97 Counties to Lose Telehealth Medicare Benefits

97 Counties to Lose Telehealth Medicare Benefits

Medicare beneficiaries in 97 counties—across 36 states and territories—are slated to lose telehealth benefits because of updated federal delineations of Standards Metropolitan Statistical Areas. The American Telemedicine Association urges Congress to amend federal statute and ensure that existing beneficiaries will not lose coverage for these life-saving services. 

 

Medicare beneficiaries in 97 counties—across 36 states and territories—are slated to lose telehealth benefits because of updated federal delineations of Standards Metropolitan Statistical Areas (SMSAs). The new federal urban/rural categorization effectively revokes the option for Medicare recipients to receive healthcare services via videoconferencing—one of the most common and cost-effective forms of telehealth. Hundreds of thousands of beneficiaries are negatively impacted by this statistical realignment. Medicare coverage is not available for video visits to beneficiaries living in metropolitan areas–where over 80% of recipients live.

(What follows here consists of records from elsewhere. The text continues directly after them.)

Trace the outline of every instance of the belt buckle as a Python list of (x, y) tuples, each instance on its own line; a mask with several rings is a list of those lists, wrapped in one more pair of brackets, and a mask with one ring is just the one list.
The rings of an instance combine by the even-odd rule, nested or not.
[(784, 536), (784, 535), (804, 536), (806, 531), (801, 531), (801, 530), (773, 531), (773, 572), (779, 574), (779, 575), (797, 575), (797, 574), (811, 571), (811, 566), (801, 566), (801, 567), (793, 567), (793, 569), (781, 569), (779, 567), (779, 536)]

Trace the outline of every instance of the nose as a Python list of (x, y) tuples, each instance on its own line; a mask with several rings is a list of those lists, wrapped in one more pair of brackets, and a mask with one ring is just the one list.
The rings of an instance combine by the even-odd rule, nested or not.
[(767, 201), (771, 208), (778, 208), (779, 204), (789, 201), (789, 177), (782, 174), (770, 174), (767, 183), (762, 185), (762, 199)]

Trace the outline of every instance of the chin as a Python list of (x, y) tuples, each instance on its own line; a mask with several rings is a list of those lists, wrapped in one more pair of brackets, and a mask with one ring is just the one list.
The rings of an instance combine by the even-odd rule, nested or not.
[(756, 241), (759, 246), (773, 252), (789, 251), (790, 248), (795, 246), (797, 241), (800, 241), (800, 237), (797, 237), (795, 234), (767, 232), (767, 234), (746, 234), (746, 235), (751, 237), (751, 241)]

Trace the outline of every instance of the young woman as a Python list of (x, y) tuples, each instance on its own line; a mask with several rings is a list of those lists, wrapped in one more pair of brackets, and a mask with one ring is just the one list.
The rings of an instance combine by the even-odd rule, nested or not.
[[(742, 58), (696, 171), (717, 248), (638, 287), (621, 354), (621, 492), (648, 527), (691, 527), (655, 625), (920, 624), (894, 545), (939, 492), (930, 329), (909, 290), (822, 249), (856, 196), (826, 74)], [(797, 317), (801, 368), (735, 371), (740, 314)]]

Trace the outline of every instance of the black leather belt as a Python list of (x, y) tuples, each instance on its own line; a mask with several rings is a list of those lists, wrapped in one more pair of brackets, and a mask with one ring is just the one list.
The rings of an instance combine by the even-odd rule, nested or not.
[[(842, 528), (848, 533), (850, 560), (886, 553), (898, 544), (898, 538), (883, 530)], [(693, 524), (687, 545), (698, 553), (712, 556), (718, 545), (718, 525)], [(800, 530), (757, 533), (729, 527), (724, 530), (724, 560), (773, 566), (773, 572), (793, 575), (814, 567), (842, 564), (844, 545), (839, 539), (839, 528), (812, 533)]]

The new SMSA rules designate 28 additional counties as “non-metropolitan,” qualifying their residents for telemedicine services under Medicare. However, the same adjustments increase the total number of counties, population and patient base that are precluded from the benefits of telemedicine.

”When it comes to telemedicine, Congress has long overlooked the need for telemedicine services to residents of urban counties, despite the fact that they often suffer similar problems accessing healthcare. Now, because of a statistical quirk, even more people will lose coverage of these services, reducing access and care,” said Jonathan Linkous, CEO of the American Telemedicine Association. “Medicare should cover remote health services for all beneficiaries, regardless of location. We call on Congress to ensure that existing beneficiaries will not lose coverage for these services.”